Yesterday was a great day with fast limits of whites but today my dad, Michael, and I decided to go out in search of the illusive Lake Livingston stripers. We made a couple of stops and found nothing but whites and then decided to go the edges of the river until we saw markings on the side imaging that resembled striper. Finally we found them and they were thick. We had to cull though about 75 to pick out our limit of keepers ranging from 18" to 20". Every one we caught was a male so I guess all the females are further up the river. All stripers were caught on flukes as we couldn't keep the whites off anything smaller.The two really fat ones had 4" gizzard shad in their bellies. I've never seen the side imaging any more lit up with fish than it was today.


----------



## pYr8 (Apr 17, 2012)

Fine mess o zebras, congratz!!


----------



## markbrumbaugh (Jul 13, 2010)

*Wow, thats a wrap*

I just decided to head up tomorrow.


----------



## FISHROADIE (Apr 2, 2010)

Very nice catch, and fish.


----------



## ChrisH2 (May 22, 2010)

*Nice*

Great job! nice fish


----------



## ML56 (Dec 30, 2008)

Wow! Very impressive! Would you mind doing a story about how you rig and work the bait set ups? I'd like to see if Somerville whites and Hybrids respond the same way. I saw your post prior to your trip, but had commitments for the weekend already. You're definitely onto something here.-Mike


----------



## big D. (Apr 10, 2010)

Awesome Day! I bet that was a fun day. Nothin like father son time on the lake...

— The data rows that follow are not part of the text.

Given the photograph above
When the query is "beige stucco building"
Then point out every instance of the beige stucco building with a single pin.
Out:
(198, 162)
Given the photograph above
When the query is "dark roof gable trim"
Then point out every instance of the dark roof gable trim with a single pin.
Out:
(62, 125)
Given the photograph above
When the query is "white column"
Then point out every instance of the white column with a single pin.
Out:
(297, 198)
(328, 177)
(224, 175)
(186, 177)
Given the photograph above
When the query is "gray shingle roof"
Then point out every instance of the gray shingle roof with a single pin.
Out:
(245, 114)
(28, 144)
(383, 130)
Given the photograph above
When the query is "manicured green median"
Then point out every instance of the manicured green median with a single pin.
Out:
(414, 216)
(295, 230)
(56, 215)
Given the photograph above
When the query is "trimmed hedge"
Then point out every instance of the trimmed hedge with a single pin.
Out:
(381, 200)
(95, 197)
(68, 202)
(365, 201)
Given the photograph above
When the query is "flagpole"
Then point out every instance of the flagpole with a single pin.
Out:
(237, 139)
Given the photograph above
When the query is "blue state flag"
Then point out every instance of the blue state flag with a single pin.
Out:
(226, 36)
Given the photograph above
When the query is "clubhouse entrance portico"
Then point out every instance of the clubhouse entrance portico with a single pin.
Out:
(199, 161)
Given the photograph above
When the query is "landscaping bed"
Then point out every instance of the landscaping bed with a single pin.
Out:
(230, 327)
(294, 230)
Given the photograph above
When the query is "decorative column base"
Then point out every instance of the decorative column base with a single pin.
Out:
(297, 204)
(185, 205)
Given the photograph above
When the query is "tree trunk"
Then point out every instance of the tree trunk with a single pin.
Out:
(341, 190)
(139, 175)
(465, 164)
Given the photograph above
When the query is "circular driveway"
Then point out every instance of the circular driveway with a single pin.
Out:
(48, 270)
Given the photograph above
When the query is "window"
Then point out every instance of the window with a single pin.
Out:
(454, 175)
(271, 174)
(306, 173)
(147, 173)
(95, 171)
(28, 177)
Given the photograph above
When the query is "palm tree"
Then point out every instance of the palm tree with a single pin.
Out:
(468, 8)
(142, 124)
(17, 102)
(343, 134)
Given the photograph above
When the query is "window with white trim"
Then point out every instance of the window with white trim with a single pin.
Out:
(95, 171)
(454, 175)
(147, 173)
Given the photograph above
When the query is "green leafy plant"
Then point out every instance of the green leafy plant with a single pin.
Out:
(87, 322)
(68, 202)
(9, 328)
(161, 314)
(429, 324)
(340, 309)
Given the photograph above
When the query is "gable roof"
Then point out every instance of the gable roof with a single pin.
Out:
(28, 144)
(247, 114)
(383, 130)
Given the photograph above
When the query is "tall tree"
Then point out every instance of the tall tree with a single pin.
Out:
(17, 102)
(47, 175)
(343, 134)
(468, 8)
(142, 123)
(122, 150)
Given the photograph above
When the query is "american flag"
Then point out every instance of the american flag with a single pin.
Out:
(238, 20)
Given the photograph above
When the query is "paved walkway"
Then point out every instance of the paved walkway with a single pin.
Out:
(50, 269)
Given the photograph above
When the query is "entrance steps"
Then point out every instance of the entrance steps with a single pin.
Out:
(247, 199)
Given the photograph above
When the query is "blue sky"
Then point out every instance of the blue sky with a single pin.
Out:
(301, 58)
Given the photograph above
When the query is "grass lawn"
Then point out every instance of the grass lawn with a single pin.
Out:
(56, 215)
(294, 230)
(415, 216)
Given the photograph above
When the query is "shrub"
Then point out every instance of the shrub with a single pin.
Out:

Sent from my iPhone using Tapatalk


----------



## Danny O (Apr 14, 2010)

Sweet! Good job guys!


----------



## brucevannguyen (Oct 21, 2012)

Wow look at them belly.


----------



## lx22f/c (Jun 19, 2009)

Nice job 


Cast your burden on the Lord, and He shall sustain You;


----------



## Big Guns 1971 (Nov 7, 2013)

Awesome looking fish Nice catch.


----------



## csmcg (Jan 20, 2008)

Great job. You are the man!


----------



## charliep (May 17, 2011)

Not only are these guys great fishermen, they are true gentlemen from a great family.


----------



## Lake Livingston Adventures (Mar 15, 2013)

Thanks for the kind words Charlie, and yes Mike I will make a post describing in greater detail what we look for in the winter. I am in the process of becoming a 2cool sponsor and want to get that wrapped up before I start any promotions.


----------



## RAYSOR (Apr 26, 2007)

Great pics, thanks


----------